Can't get dummy result from FOLTFMResolution

ivanovjaroslaw commented 6 years ago

Hello! I am trying to use FOLTFMResolution for my postgraduate work about "First Order Logic and Resolution Method".

I have some domain, axioms, premise and conclusion for proving (i.e. some hypothesis to get proved theorem). I proved this with my own program and actually by hands (on paper with pencil). But I can't get answer with FOLTFMResolution (for few months; there were both timeout or OutOfMemory).

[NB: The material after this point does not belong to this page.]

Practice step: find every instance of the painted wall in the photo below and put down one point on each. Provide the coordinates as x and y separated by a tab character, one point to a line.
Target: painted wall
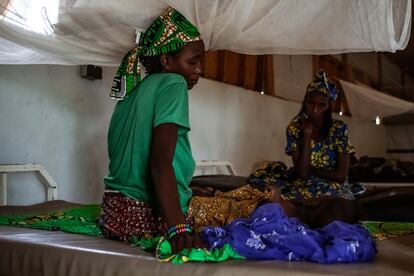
50	115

Only when I did some dirty tweaks of AIMA source code, I got an asnwer. Following tweaks were applied:

reduced "Answer" clauses to only one (instead of keeping more than one "Answer" clauses to suppress dummy variations of same clauses)
ignored clauses with over 5-8 size of literals (it influenced to time of proving; looks incorrect, but I did it for experiment)
suppressed getting factors of KB, query and resolvents (getting just original clauses, not factored; it seems very incorrect, but I did it for experiment)
of course, increased timeout more than 10-180 seconds

It looks very strange that AIMA can't find proof trace without these dirty tricks. I want to figure out, what's happend. Why my dummy hypothesis can't be proved by AIMA?

So, my hypothesis consists following:

Domain - "F", "F_1", "P", "A", "E" - they are predicates
Axiom 1 - "FORALL a,b,c,d,e,f ( (A(a,c,d) AND A(b,e,f) AND E(a,b)) => (E(c,e) AND E(d,f)) )"
Axiom 2 - "FORALL a,b ( F_1(b,a) <=> ( EXISTS c,d (F(c,a) AND A(c,b,d)) ) )"
Premise - "FORALL a,b,c ( (F(a,c) AND F(b,c)) => E(a,b) )"
Conclusion - "FORALL a,b,c ( (F_1(b,a) AND F_1(c,a)) => E(b,c) )"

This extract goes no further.